The obvious item to include in that category was Ronnie Bardah going for his fifth straight year of cashing in the ME, something he’d manage to accomplish that day. Bardah broke a tie with a half-dozen other players to establish a new record all on his own.
Allen Cunningham entered the day with 314,000 chips -- the average was a little under 269,000 -- and with only 53 eliminations to go until the money looked like he’d probably be picking up his seventh career ME cash and thus move into a tie for fifth on the all-time list. So Im mentioned that. He didn’t get it.
Finally, I noted how Mark Newhouse was the sole remaining November Niner from a year ago still alive in the event, tossing in that if he somehow made it back to the final table it would be the first time in 10 years anyone ever pulled off the feat. Dan Harrington, of course, finished third in 2003 (when 839 played) and fourth in 2004 (when 2,576 did), marking the last time it had been done.
Really, though, that was a stretch even to mention before Day 4. “There’s a long way to go,” I added by way of disclaimer, noting that Newhouse still had four days of poker to survive to make it there.
The Chapel Hill, North Carolina native entered that Day 4 in 131st of 746 -- a bit better than Cunningham’s position, but by no means in an especially advantageous spot to assure a deep run. By day’s end there’d be 291 left and he was 27th in the counts. Then after Day 5 he’d pushed into the chip lead with 79 remaining, and the idea of a return trip to the final table began occurring to many.
He would start Day 7 in 11th position of 27, which made referring to the possibility much more reasonable in yesterday’s preview. Then he did it, finishing last night third in chips of the final nine.
So far in two consecutive Main Events Newhouse has outlasted 13,017 players -- a lot more than Harrington did during his back-to-back final tables, not to take away from the accomplishment of “Action Dan.” Was thinking at first that had to be a record, then I remembered Dennis Phillips took third in 2008 (out of 6,844) then 45th in 2009 (out of 6,494), meaning Phillips outran 13,290 others during those two years.
Something kind of incredible, though, about final tabling this tourney in consecutive years.
People on the forums are rightly bringing up Mike’s old line from Rounders, the one he says with agitation to Jo when defending poker as a skill game. “Why do you think the same five guys make it to the final table of the World Series of Poker every year?” he asks. “What, are they the luckiest guys in Las Vegas?”
The line was more applicable in 1998 than today, although even then the fields for the WSOP Main Event were getting big enough that you weren’t seeing too many return trips to the final table by players. That’s why Harrington’s was so special, as was Mike Matusow’s in 2005 (after having gotten there in 2001) and the near-miss of 2001 champion Carlos Mortensen last year when he finished 10th.
Those quoting the line with reference to Newhouse are doing so ironically. With so many playing, it’s absurd to think the same guys are going to get back to the WSOP ME final table “every year.”

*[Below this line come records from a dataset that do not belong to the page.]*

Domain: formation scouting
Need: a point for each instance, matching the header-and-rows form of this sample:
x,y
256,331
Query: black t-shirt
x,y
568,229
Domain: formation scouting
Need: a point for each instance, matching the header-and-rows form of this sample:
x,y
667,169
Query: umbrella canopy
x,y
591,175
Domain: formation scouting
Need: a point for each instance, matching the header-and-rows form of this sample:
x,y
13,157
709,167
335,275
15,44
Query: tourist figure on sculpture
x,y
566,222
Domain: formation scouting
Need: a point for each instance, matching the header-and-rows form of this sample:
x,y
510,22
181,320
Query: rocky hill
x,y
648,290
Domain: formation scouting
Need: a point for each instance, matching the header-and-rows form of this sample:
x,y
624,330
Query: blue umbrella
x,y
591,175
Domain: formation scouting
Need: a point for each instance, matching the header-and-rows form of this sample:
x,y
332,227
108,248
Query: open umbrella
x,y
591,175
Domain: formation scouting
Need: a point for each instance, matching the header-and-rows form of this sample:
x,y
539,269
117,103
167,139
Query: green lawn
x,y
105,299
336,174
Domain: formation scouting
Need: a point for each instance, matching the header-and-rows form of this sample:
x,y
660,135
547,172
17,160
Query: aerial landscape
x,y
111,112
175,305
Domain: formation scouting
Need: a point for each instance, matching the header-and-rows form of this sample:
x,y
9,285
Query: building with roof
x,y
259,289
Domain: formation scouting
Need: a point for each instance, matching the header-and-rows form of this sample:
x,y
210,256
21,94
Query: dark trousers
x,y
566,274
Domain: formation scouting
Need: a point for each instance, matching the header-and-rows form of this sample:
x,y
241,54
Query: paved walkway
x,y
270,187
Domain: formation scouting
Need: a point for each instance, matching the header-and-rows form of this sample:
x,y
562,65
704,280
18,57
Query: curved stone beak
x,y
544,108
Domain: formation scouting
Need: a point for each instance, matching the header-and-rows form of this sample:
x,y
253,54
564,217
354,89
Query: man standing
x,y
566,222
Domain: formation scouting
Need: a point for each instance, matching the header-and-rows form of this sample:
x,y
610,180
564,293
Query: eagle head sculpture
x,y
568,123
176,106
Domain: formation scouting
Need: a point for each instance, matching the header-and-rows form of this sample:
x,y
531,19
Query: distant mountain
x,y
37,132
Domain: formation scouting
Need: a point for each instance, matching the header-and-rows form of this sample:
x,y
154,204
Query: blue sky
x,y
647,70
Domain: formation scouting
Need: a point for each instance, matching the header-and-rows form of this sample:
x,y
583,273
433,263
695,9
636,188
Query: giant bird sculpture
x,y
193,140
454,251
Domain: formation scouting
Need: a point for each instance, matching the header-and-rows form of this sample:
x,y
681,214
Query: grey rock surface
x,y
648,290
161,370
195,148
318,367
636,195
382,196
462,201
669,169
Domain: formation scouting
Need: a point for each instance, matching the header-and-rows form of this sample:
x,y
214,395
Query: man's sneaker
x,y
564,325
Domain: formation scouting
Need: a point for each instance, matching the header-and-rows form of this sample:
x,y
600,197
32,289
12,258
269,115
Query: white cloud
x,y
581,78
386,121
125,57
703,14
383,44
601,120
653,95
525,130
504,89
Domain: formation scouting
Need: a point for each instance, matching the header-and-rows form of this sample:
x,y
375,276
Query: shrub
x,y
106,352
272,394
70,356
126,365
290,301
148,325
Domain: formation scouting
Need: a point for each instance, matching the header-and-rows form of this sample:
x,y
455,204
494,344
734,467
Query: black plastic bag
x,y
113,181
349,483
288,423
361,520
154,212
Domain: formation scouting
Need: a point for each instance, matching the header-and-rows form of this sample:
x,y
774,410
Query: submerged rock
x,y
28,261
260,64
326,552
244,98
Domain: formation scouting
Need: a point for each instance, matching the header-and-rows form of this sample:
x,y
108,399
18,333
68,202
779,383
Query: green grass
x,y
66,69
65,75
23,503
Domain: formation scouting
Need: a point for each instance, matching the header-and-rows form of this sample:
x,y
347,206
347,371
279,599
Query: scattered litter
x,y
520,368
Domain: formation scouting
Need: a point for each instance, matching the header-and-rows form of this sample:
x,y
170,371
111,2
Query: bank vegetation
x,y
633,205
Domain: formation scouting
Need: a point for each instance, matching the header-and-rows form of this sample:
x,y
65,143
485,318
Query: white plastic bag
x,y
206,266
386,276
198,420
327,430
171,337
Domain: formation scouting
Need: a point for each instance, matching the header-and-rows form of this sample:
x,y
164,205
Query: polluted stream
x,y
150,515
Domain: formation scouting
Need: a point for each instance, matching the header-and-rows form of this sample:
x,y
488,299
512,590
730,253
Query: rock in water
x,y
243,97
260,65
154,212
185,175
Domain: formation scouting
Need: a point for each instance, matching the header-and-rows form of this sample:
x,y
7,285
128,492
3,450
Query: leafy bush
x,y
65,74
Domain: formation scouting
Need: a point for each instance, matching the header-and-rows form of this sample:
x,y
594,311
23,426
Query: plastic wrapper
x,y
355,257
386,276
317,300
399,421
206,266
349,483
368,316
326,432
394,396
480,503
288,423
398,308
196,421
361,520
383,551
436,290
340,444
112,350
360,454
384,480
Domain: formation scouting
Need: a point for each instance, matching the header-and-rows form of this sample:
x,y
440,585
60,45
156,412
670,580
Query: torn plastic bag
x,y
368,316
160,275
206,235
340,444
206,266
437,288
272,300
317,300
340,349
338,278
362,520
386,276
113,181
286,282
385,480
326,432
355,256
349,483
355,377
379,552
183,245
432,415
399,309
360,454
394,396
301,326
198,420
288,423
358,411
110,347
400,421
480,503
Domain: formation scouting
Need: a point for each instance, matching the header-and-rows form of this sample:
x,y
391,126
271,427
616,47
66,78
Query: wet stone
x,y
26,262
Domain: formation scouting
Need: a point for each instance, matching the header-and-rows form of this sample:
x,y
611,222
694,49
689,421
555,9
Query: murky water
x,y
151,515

But somehow Newhouse is there again. Part of another November Nine. And another four-month delay during which he’ll be earning a lot more attention this time than he did last year.
There are some stories in this final nine -- the foosball champion, the Dutch leader with some big online scores and stories, the first Brazilian ever to make a WSOP ME final table, a couple who’ve never cashed at the WSOP at all and a few others with only a few small scores in prelims before.
But Newhouse’s return will be the main thread in the narrative from here to November, there’s no doubt. As it should be.